Tuesday 19 August 2014

Scilly Cetaceans in the Sketchpad


Same format as for the last post : pages from my diary that you can either click through as images or read the notes I'm about to add. 

The first page (above) describes my 2nd night train of the year. I love night trains, even when I'm on my own, so long as I have a bit of wine and a new bit of country heading past my bedroom window.


This is the dining car on the Riviera Sleeper, recently reopened after a mudslide at Dawlish. Having my second complementary coffee of the morning.
 

I was down to Cornwall for a dolphin survey - something I've wanted to do for a long time. So here's some homework of the night before.


In fact I went out on the boat the day before my official survey, because they were cancelling the sailing on the day after the survey, and it was sold out after so I had no other chance to get to the Scillies. It was a good choice, as I saw a sea beast I would never otherwise have had chance to see. A big scarred Risso's dolphin that has appeared around the boat several times this year.

 

This is the boat.


And next day, Paul was our veteran leader and talked us through the protocol (the headphone chap at the bottom was just a headphone chap on the ferry).


This pic will not be clear (till I add some colour to my sketchpad), but we're on the main deck looking up a bit, and there's a vague figure top left who is the captain : he is standing in the position, by a railing surrounding the bridge, from which we looked for cetaceans port & starboard.


We had 4 sightings: first some harbour porpoise that only Paul spotted against the choppy water (sea state 4) ; then I was lucky enough to see some jumping common dolphins ; and on the way back we saw more harbour porpoise and then a feeding gang of gannets showed us the way to a bigger pod of common dolphins, just like the textbooks tell you. They brought a pretty good conclusion to the survey.


Due to the approaching storm (or perhaps a tide thing - I heard both reasons), we were late setting out and early setting back, plus we arrived into a different dock. My fellow new surveyor Sian was accompanied on the boat by her parents, as she was combining her trip from Southampton with a short holiday.


My own approach to spending an extra couple of days in Cornwall is a bit different, and not recommended.

The newspaper cuttings warn of the approach of Big Bertha, and the impacts once she hit. The page below describes the ridiculous thing I did nonetheless that night, seeing as all the cheap accommodation was booked out and I was feeling both lively and tightfisted, with a long foreign holiday to follow.


In short : binliners do not work against storms called Bertha.


Next day, I walked in my squelching boots just to get warm, and so I walked to Godolphin and St Michael's Mount.


Then a night relishing the facilities of a youth hostel, before heading to St Ives the day after.


Here are some surfers.


And some more surfers.


And some idle thoughts and an id sketch of a little brown bird flock, that I worked out to be linnets. Cute bouncy chirpy things, who showed a welcome to the odd goldfinch joining their flock.

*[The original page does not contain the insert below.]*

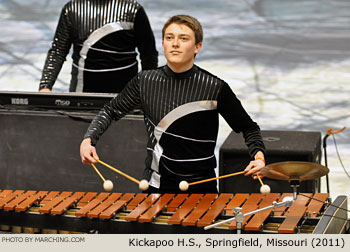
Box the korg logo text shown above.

Bits of the paper stuck in my pad, as I got the night train back to London (but this time with no cabin, just in the cheap seats, which worked fine but aren't half as romantic).

 

And the last pictures : I got obsessed trying to draw the girl in the picture who had such a neat hair shape. She certainly wasn't Daniella Westbrook. 


After that I got a plane, and now a week has passed and I haven't drawn anything else in the sketchpad so there isn't a part two planned.